# Delta Portable Jointer - so so even at $40 and with modification



## nailbanger2

I've got the Porter-Cable version of this, all your points are spot on. Can't believe they paid the engineer that designed the fence.


----------



## AaronK

that's right - i wanted but forgot to mention that this has been rebranded as the Porter-Cable benchtop jointer.

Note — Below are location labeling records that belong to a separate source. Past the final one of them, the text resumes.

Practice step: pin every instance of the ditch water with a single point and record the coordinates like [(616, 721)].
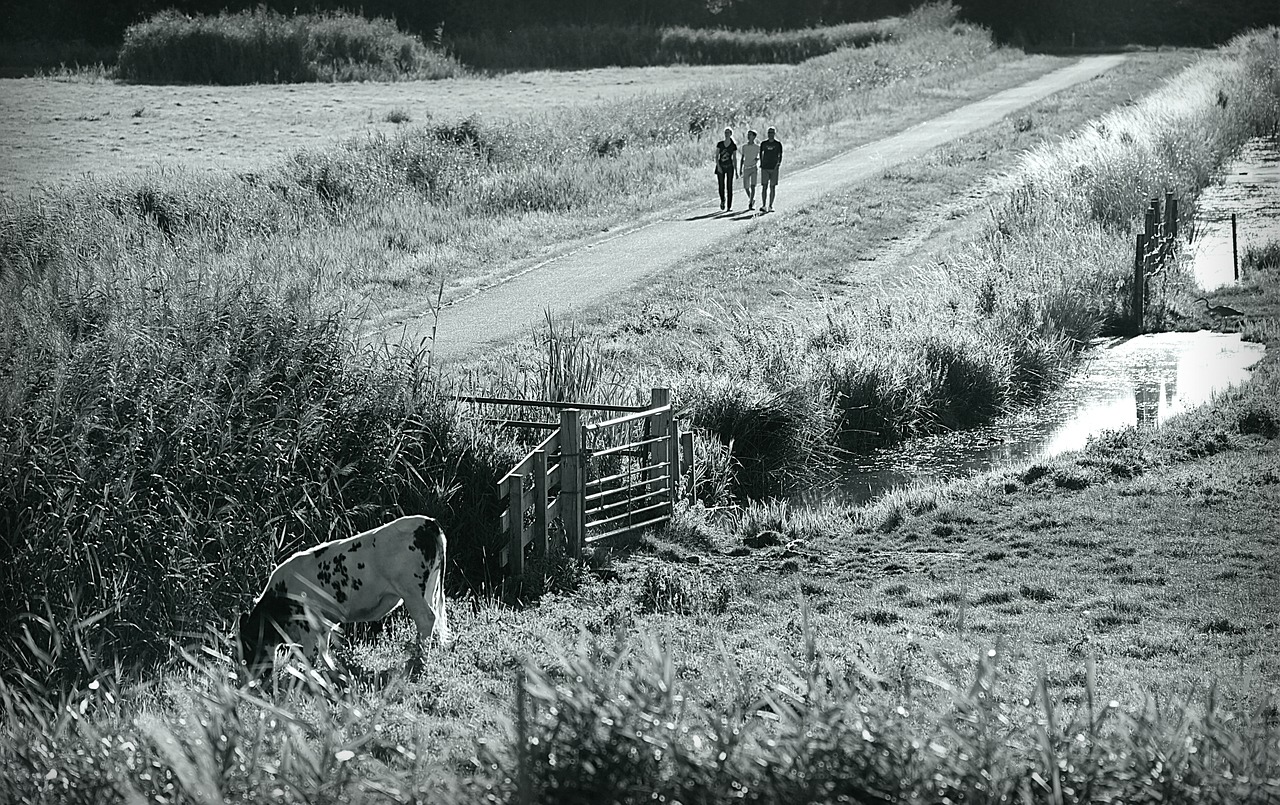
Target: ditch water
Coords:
[(1120, 383), (1251, 190), (1141, 380)]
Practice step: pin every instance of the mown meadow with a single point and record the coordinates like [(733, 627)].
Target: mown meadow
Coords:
[(186, 402)]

I would have liked to bolt a fence at fixed 90º to the outfeed table, but the sides of that table arent even 90º to the top and there's not enough room to make it a simple job. I can't imagine anything less stable than it is right now - a single pivot point!


----------



## Dusty56

I have one of these POS and it has about 2" of dust on it from sitting idle for tooo many years now. 
They should rename it as *the model of ultimate frustration * 
I was also a newbie when I bought it and thought that all of the problems I was having were my own fault. Consider yourself lucky to have lost only $40 ! I could have bought a real jointer for what I paid for my POS…..Haven't bought a single new Delta product since. On the other hand , I am the proud owner of two antique Delta jointers , a 4" and a 6"....all cast iron and still rock solid : )


----------



## 33706

One point that needs to be made about these table-top jointers….the noise will drive you crazy. Better to consider a jointer with an externally mounted motor, usually mounted below and belt-driven to the arbor. You can plane away all day while the baby naps upstairs. Don't consider these bench-tops unless you're off working in a shed, all by yourself.


----------



## AaronK

i was actually impressed with how quiet it is! the noise is nothing compared to my universal motor-driven table saw and the insanely loud 12" "portable" ryobi planer.


----------



## 33706

Aaron, sorry for the contradicting post. I had a Delta just like the one in your picture, and indeed it had a universal motor. If the Delta benchtops are quiet now, I'd consider replacing my ancient Power-Kraft, which purrs like a kitten. The noise, (and the short bed) were the the only things I found objectionable about my Delta, which was prob 20 yrs ago. Ditto on the Ryobi planer, man those things are loud.


----------



## AaronK

i wouldnt call it quiet by a long shot, but I was able to use it for short periods of time without hearing protection - especially on the lower speeds.

eventually i'll be able to upgrade my equipment to nice induction motors. it must be nice to not have stuff roaring at you all the time.


----------



## dannymac

I bought this jointer new, dam must be almost 10 years ago now, my only problem with it has been jointing some of the longer lengths i've needed, other than that i've never had any difficulties with it. ofcoarse i must say i tend to baby my shop tools, work tools i work them till death but my shop tools i treat as prized possessions. good luck with yours


----------



## dbhost

This little Delta jointer honestly is oneof the reasons I haven't given Delta more than a passing glance, that and the bench top table saw, and CMS that a college friend of mine had that Delta pimped their name out to… I remmbert he oldsolid Rockwell / Delta stuff which was great, but the newer stuff I have seen of theirs has turned me off pretty badly… And this coming from a guy with a LOT of Harbor Freight in his shop!


----------



## Blackbear

I also have the porter-cable version of this. All the comments about the crappy fence, slightly mis-aligned tables and such are right on. I'd add that the blades don't last long either. I did get some good projects out of it, it was an OK jointer for a complete beginner.

I bought mine about 14 months ago and it recently died (motor won't start, no noise, nothing). It may need new brushes on the motor or it may be burned out, I don't know yet. All I know is this isn't really acceptable for a 14 month old jointer that cost ~$200.00 USD.

All that being said, if you are really new to woodworking and aren't sure if you are really going to love it and stick with it, an inexpensive bench top jointer is still probably the way to go. You can always sell it and upgrade. Just maybe look at a jointer besides this model?


----------